Ora come scegliere fra questi due mezzi di esser felice, abbandonarsi a’primitivi principj della Natura, e da essi soli lasciarsi guidare per esser felici, o abbandonarsi alle fatiche di mente per far tesoro di sapienza? La questione a me pare importante, nè fatta da alcuno per quanto io sappia. Si risponderà dunque che nelle piccole società di uomini, e che vivono anche in una certa distanza fra di loro, la bella idea di lasciarsi guidare affatto da’primitivi principj della natura, è la migliore, perchè la più sicura. Non ci è allora punto bisogno [194] di affaticare tutto giorno le nostre potenze dell’anima, ed essere perciò in uno stato di continua distruzione, men lenta forse della naturale, e andante da se. E la ragione anche primitiva si è, che non si ha luogo di sentirsi nascere in cuore altre passioni fuori delle naturali. Sedate che sian queste, la durata della tranquillità è assai lunga. La vita dell’uomo è allora assai semplice, quanto può essare (sic.) il più leggiero trastullo. Allora è proprio un diletto, ormai sconosciuto fra gli uomini, l’osservare la natura umana. Non ci è cosa più bella a vedersi, nè più dolce a sentirsi di quando ella opera, di quando ella parla, e va spiegando le idee de’sensi, ed i moti del cuore. Bisogna dunque confessare che tutto quel che fa la Natura sola è bello, è soave, è un bene. Si dirà che ella distrugge anche l’uomo, ed il resto degli esseri tutti, e che distruggere queste belle opere non sembra nè dolce a sentirsi, nè grazioso a mirarsi. È vero, che ella distrugge, ma in due modi; o quando ella non può soccorrere in un accidente, che sia funesto, e che può nascer dall’uomo stesso, o quando la distruzione è quel passo lento, e poco atteso, per cui ogni essere finisce. In tutto il resto ella è sempre pietosa, e benefattrice. Io t’invito, Figliuol mio, a pensare su di ciò, ed osserverai quanto il padre tuo t’incamminava alla verità.

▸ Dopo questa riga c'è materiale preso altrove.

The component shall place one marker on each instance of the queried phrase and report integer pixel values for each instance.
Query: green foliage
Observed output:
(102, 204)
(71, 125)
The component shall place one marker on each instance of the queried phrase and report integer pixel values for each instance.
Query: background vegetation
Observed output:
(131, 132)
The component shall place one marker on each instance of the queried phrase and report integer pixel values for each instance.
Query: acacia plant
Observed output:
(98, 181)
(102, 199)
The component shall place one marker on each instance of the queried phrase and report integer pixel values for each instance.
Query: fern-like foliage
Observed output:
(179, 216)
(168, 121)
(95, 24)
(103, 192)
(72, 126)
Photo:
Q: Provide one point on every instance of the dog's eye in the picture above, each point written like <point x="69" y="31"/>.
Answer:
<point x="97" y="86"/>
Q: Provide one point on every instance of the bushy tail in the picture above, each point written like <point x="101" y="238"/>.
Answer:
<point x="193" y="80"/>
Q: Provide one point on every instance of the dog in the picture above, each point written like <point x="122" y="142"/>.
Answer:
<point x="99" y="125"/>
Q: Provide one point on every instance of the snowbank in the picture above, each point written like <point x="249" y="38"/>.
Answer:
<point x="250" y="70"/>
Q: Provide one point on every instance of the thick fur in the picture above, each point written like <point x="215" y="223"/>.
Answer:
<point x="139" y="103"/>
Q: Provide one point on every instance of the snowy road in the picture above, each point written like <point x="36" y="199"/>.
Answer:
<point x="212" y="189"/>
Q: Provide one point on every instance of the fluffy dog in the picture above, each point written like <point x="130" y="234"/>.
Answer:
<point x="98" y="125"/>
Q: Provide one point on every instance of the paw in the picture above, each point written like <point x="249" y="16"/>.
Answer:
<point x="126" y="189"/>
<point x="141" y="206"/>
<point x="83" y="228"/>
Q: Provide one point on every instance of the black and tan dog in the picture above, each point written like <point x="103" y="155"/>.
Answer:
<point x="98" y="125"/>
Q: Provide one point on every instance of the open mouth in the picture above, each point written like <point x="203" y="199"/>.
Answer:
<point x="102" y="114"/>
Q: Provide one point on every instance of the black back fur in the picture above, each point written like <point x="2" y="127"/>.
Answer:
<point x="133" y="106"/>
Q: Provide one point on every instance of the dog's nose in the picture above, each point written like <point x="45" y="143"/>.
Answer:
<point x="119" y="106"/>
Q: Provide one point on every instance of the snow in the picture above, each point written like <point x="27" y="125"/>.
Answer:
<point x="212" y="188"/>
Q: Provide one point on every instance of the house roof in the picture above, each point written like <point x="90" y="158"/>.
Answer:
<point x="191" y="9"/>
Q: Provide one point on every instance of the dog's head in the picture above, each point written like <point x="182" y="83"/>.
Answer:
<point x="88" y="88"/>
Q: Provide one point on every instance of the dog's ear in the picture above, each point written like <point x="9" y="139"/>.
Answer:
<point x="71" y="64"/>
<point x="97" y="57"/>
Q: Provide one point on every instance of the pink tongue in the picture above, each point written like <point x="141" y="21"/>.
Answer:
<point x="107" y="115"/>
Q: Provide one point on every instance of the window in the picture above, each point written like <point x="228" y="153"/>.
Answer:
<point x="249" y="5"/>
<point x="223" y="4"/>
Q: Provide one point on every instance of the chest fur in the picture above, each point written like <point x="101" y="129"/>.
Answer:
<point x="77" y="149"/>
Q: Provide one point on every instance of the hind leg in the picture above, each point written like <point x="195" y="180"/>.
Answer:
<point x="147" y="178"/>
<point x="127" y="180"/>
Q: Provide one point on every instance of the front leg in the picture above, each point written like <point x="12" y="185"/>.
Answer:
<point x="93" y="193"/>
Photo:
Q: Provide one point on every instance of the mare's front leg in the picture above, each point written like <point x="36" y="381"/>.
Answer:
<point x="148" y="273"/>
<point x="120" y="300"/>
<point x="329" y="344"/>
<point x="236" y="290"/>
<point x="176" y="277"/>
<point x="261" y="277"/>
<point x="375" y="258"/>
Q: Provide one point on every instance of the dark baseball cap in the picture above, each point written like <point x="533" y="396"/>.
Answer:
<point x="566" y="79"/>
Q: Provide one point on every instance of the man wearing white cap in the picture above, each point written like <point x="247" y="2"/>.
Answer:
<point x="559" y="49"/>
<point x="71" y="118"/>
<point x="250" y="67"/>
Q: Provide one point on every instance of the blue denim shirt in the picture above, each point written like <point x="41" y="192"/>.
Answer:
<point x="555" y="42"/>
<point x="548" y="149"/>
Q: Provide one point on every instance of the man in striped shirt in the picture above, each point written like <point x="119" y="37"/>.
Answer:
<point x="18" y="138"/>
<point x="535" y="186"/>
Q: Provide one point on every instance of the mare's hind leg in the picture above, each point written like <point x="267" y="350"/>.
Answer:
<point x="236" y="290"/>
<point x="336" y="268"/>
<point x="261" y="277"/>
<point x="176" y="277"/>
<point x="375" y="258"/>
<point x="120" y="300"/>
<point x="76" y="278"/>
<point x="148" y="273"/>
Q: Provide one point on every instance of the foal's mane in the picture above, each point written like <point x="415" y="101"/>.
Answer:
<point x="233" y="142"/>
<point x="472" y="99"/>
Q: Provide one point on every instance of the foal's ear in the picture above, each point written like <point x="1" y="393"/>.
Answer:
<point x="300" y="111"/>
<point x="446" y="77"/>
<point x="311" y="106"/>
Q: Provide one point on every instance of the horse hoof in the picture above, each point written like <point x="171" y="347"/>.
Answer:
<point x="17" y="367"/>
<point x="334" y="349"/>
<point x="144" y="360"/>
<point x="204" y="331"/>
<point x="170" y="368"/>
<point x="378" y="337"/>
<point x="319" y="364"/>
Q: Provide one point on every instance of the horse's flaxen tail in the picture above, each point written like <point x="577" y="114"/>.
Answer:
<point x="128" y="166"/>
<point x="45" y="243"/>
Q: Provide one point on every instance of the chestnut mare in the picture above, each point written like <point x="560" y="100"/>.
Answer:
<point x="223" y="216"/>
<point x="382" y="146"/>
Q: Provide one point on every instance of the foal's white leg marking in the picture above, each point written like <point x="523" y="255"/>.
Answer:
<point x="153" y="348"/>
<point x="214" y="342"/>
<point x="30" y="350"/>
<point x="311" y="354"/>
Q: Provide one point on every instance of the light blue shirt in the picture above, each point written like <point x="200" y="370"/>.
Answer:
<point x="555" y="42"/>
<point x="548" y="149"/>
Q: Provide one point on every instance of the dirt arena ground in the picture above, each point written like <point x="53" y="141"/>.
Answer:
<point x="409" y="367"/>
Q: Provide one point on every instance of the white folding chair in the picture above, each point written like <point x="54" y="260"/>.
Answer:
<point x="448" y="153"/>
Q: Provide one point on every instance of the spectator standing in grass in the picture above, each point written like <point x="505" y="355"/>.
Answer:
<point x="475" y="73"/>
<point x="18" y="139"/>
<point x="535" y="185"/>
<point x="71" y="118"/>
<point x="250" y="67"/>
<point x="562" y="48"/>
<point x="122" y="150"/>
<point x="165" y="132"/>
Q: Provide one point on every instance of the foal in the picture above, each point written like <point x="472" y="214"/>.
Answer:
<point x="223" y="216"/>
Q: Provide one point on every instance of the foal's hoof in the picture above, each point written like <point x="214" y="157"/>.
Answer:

Ma va bene altrimenti la bisogna, se si tratta degli uomini affollati in società. Non è possibile che non segua un fermento d’idee, e di passioni, che [195] mai non fu. Al concorso adunque degli uomini insieme, si debbono molte passioni, che non si sariano sviluppate, se il trovarsi in buon numero a fronte non fosse stato. Io stimo che in società tutta la nostra vita sia più composta, senza essere nè più quieta, nè sicura della naturale. Ella non è esposta, si dirà, al braccio feroce del più forte. Questo non può forse negarsi; ma che può ritrarre l’uom più forte, o il più malvagio della terra, da persone, che anno un campo, una capanna, ed un fonte? La vista della semplicità disarma anche lo scellerato. Non potendosi dunque in società evitare un contrasto non mai interrotto di molte passioni, come sarebbe della gloria, dell’ambizione, dell’avarizia, e di molte altre, e massime della necessità che preme, fa pur d’uopo confessare che la mente dell’uomo ha bisogno di conoscere assai più, avvicinare gli oggetti, e vederne le conseguenze buone, o ree. Non a tutti egualmente è forse necessario questo lavoro di spirito, ma se non è, lo è ben di poco. Quelli, a cui è necessarissimo, son coloro, che in nascendo, non trovarono alcuna proprietà. Debbon essi aver la lor parte. In conseguenza debbono profittare degli errori di che ne ha, o averla per mezzo di fatiche sedentarie, e logoratrici. Tali son quelle, che si consumano nelle arti di lusso. Bisogna dunque conoscere, e pensare assai per aver poco. Per acquistar poi in società una certa eminenza su gli altri, da che le armi contengono il tutto, bisogna acquistarla colle fatiche, e co’con-[196]sumi di spirito. Io intendo di quella eminenza, che nasce da’gran pensieri, o dalle fatiche del gran pensare. Se questa si toglie, l’uomo bisogna che si rimanga disperso nella folla comune.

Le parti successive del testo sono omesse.